This book is very different, in manifold ways. The previous book was a novel wrapped around a mathematical idea. In the process of telling a story, Doxiadis explained the mathematical problem. It was pretty straight forward - not the problem, the approach. But this book is a tutorial on logic, a historical review of the most dramatic development in logic, a chronological synopsis of how higher mathematics, philosophy and logic became intertwined and coupled. AND, the book did this in a comic book format. The approach is, of course very ambitious. The question then is: was it successful?
This may seem cowardly, but it does echo the book's conclusion: it is really up to the reader.
The book poses the question early on: pure logic will lead a rational person to a right conclusion to a difficult moral problem, in this case, whether Britain should enter into WWII against Hitler. The entire book then is predicated upon the literary mechanism to introduce a wide spanning discourse on the development of 20th century logic, the narrative is taken through all of its twists and turns by the narrator in the form of Bertrand Russell, with occasional self referencing vignettes of the writing and drawing teams of this book.
Russell is a natural choice, and his life in the higher altitude work in philosophy and mathematics really fits in nicely with the history of the logical arguments.
While it's a pleasant and quick read, this book's execution hardly lives up to the promise of its brilliant and appealing concept (nor to its "epic" subtitle). Rather than a tightly structured comic-book intellectual biography of Bertrand Russell, this is a scattered mess of a book with too many (albeit quite promising) ideas and much too little successful execution. The book is simply trying to be too many things at once:
First, and most successfully, it wants to be an introduction to the "foundations" of mathematics, the early-20th-century efforts by philosophers and mathematicians to provide a firm axiomatic ground on which to establish a base for the higher-flown efforts of mathematics, which resulted in the development of mathematical logic and thus eventually led to the digital computer. The book gives even a lay reader enough little nuggets of this field to pique their interest, though often it doesn't explain in much depth. And the exposition does sometimes come off a bit condescending, as if the authors didn't trust us to follow them into a truly complex field like set theory.
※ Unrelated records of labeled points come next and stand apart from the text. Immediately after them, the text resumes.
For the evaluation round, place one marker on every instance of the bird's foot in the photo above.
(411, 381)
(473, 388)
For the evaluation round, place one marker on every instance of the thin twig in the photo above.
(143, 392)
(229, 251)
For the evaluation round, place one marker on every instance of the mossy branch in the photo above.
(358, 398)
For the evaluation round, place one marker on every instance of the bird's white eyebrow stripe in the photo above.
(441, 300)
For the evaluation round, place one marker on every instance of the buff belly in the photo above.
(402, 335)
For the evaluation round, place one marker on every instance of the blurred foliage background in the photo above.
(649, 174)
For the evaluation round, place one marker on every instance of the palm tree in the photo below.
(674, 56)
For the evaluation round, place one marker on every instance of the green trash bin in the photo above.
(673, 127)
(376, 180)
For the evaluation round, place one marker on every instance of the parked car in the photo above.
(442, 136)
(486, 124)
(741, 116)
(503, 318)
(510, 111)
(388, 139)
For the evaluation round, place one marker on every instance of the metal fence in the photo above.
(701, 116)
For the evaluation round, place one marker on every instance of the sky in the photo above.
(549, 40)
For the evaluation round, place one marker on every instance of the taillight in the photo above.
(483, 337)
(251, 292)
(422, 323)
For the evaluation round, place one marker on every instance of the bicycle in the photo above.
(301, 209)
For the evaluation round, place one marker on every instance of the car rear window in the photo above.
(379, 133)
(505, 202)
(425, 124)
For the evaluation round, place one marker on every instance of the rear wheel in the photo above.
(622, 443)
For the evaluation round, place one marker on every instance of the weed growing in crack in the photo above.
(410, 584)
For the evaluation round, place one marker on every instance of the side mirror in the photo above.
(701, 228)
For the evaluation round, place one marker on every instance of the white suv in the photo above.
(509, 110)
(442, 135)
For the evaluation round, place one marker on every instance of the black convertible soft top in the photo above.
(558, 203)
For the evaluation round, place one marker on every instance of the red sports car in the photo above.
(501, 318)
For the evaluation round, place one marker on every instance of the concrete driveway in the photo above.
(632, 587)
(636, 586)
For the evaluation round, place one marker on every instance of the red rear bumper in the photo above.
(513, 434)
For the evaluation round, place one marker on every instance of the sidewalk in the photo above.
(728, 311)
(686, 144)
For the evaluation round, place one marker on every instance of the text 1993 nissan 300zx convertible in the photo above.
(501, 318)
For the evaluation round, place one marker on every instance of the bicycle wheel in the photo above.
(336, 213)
And, furthermore and far worse, the book often doesn't even try to take advantage of its format by developing the ideas in image form -- instead it gives page after solid page of hastily-drawn panels of Russell (or the authors themselves!) lecturing the reader in massive word balloons, wasting all the opportunities afforded by its comic-book form. Still, had the book remained on the level of a "Russell for Beginners"-type introductory comic, it would have been a fair piece of work.